COMPOSITION DE LA COUR LORS DU DÉLIBÉRÉ :
Christine CODOL, Présidente de Chambre
Agnès VAREILLES, Conseillère
Yan MAITRAL, Conseiller
GREFFIER :
Madame Isabelle DELOR, Greffière à la Chambre commerciale, lors des débats et du prononcé de la décision
DÉBATS :
A l’audience publique du 24 Février 2025, où l’affaire a été mise en délibéré au 14 Mars 2025.

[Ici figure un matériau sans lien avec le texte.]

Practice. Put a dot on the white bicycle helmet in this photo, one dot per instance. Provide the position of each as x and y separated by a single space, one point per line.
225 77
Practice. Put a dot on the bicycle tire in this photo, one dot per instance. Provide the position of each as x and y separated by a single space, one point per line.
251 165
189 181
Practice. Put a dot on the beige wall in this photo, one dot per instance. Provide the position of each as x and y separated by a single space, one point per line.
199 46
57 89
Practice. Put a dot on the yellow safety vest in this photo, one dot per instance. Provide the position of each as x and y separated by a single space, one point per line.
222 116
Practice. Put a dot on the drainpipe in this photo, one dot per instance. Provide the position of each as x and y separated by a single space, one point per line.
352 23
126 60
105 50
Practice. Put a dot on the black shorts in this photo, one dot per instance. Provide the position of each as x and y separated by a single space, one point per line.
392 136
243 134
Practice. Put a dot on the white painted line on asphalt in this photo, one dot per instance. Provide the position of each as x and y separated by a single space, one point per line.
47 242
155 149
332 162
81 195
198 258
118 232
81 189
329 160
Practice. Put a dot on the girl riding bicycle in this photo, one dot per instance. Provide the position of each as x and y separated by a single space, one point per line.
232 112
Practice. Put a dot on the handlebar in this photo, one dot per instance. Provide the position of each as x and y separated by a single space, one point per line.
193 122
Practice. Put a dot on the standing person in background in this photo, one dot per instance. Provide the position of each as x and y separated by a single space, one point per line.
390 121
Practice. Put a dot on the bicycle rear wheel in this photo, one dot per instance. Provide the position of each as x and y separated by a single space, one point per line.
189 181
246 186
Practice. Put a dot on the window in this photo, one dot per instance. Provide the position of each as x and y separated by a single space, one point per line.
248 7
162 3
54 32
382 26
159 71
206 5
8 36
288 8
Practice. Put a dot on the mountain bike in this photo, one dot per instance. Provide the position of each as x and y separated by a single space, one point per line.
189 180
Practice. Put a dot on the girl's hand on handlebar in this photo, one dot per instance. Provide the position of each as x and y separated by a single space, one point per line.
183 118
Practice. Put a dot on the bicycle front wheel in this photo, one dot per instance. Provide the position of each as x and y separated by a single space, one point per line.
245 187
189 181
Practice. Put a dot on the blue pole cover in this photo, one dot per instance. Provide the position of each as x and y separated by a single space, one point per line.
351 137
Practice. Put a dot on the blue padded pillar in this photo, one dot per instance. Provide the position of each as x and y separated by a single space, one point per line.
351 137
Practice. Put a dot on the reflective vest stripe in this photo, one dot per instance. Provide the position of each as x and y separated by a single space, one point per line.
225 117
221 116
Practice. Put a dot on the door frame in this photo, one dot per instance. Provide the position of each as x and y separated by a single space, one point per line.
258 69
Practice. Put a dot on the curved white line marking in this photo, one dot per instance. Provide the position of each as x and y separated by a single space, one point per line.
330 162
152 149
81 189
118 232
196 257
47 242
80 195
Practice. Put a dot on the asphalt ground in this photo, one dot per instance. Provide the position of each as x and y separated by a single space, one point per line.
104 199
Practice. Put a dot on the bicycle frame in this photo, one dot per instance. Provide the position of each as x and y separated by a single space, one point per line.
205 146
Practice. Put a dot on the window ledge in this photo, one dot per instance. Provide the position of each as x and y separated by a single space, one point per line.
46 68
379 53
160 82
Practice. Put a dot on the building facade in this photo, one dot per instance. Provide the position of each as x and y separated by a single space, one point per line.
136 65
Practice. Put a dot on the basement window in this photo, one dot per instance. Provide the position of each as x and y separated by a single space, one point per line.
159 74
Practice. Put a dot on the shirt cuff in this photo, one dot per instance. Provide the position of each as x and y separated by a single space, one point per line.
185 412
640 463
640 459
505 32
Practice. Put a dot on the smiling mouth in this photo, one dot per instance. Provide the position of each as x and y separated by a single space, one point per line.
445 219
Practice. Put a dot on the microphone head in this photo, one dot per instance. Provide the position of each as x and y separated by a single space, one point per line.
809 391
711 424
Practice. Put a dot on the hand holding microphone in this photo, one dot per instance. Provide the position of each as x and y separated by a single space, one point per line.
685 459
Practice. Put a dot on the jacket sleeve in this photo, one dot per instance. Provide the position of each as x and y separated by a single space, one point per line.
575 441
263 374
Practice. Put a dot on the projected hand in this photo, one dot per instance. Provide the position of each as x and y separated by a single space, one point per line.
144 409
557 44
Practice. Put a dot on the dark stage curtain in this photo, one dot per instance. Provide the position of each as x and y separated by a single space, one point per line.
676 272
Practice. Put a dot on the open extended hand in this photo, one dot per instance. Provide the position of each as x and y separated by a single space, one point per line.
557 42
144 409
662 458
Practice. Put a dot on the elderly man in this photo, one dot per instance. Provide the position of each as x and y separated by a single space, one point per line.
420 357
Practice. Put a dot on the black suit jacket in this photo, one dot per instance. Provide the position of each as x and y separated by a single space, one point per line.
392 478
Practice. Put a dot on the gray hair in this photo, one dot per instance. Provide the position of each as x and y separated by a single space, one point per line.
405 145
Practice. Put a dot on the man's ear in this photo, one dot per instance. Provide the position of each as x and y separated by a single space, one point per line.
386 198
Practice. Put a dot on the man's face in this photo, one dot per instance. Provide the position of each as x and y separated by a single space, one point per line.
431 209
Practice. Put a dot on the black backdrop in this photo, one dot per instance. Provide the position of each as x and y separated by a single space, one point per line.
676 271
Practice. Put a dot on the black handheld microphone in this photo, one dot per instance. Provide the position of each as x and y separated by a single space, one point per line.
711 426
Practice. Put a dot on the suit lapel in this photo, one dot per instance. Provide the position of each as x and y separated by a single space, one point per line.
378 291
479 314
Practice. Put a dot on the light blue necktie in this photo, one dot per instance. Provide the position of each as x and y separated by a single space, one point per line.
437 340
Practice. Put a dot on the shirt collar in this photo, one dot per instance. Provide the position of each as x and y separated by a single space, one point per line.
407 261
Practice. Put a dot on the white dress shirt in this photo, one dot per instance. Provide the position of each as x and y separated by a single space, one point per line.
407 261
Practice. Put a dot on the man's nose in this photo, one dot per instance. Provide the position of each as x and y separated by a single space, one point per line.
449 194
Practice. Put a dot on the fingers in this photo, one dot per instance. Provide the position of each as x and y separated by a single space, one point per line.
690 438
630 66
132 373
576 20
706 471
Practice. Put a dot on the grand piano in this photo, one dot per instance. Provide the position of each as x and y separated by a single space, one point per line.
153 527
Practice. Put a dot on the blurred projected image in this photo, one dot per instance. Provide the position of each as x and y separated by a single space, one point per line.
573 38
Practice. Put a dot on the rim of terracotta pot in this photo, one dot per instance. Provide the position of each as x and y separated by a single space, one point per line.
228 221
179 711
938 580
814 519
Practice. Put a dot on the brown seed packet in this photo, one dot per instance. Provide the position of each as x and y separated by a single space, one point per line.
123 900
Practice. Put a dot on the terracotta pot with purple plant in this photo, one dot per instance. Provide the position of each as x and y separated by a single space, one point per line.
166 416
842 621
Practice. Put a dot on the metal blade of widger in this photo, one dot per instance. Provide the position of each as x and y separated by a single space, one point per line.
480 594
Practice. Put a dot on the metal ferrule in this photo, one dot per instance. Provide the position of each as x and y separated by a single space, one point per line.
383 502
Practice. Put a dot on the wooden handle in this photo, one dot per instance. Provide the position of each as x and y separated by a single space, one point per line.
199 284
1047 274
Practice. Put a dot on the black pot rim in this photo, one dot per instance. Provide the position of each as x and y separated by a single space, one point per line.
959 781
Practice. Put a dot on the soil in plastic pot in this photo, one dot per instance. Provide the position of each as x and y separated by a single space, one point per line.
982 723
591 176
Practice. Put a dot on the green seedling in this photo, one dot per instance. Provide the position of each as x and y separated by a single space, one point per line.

Les parties ont été avisées que l’arrêt sera prononcé par sa mise à disposition au greffe de la cour d’appel.
APPELANTE :
S.C.I. LAURADAYA, société civile immobilière au capital de 8.232,25 €, immatriculée au registre du commerce et des sociétés d’Avignon sous le numéro 327 544 102, dont le siège social est sis [Adresse 2], à [Localité 5], représentée par son gérant, domicilié en cette qualité audit siège,
[Adresse 2]
[Localité 5]
Représentée par Me Julie MIOT de l’AARPI AVENIO AVOCAT, Postulant, avocat au barreau D’AVIGNON
Représentée par Me Sandra KABLA de la SAS OLLYNS, Plaidant, avocat au barreau de PARIS substitué par Me Rémi LORIEAU, avocat au barreau de PARIS
INTIMÉE :
S.N.C. LIDL, Société en nom collectif, immatriculée au RCS de NANTERRE sous le numéro 343 262 622, représentée par son gérant domicilié en cette qualité au siège social sis,
[Adresse 1]
[Localité 3]
Représentée par Me Florence DU CHATELIER de la SELEURL SELARL FLORENCE DU CHATELIER, Plaidant, avocat au barreau de PARIS
Représentée par Me Frédéric FRANC, Postulant, avocat au barreau D’AVIGNON
Affaire fixée en application des dispositions de l’ancien article 905 du code de procédure civile avec ORDONNANCE DE CLÔTURE rendue le 20 Février 2025
ARRÊT :
Arrêt contradictoire, prononcé publiquement et signé par Mme Christine CODOL, Présidente de Chambre, le 14 Mars 2025, par mise à disposition au greffe de la cour
Vu l’appel interjeté le 7 mai 2024, enregistré le 10 mai 2024, par la SCI Lauradaya à l’encontre de l’ordonnance de référé rendue le 15 avril 2024 par le président du tribunal judiciaire d’Avignon dans l’instance n° RG 23/00536 ;
Vu l’avis du 21 mai 2024 de fixation de l’affaire à bref délai ;
Vu les dernières conclusions remises par la voie électronique le 19 février 2025 par la SCI Lauradaya, appelante, et le bordereau de pièces qui y est annexé ;
Vu les dernières conclusions remises par la voie électronique le 18 février 2025 par la SNC Lidl, intimée, et le bordereau de pièces qui y est annexé ;
Vu l’ordonnance du 21 mai 2024 de clôture de la procédure à effet différé au 13 février 2025, reportée au 20 février 2025.
***
Par acte sous seing privé du 3 février 1993, la société Lauradaya a donné à bail, pour une durée de 9 ans à compter du 15 mars 1993, à la société Le Discount Alimentaire, aux droits de laquelle est venue la société Lidl suite à une cession de fonds de commerce intervenue le 30 juillet 1998, des locaux commerciaux situés dans le [Adresse 4] à [Localité 5] (84). Ce bail a été renouvelé pour la dernière fois, pour une durée de 9 ans prenant effet le 1er juillet 2023.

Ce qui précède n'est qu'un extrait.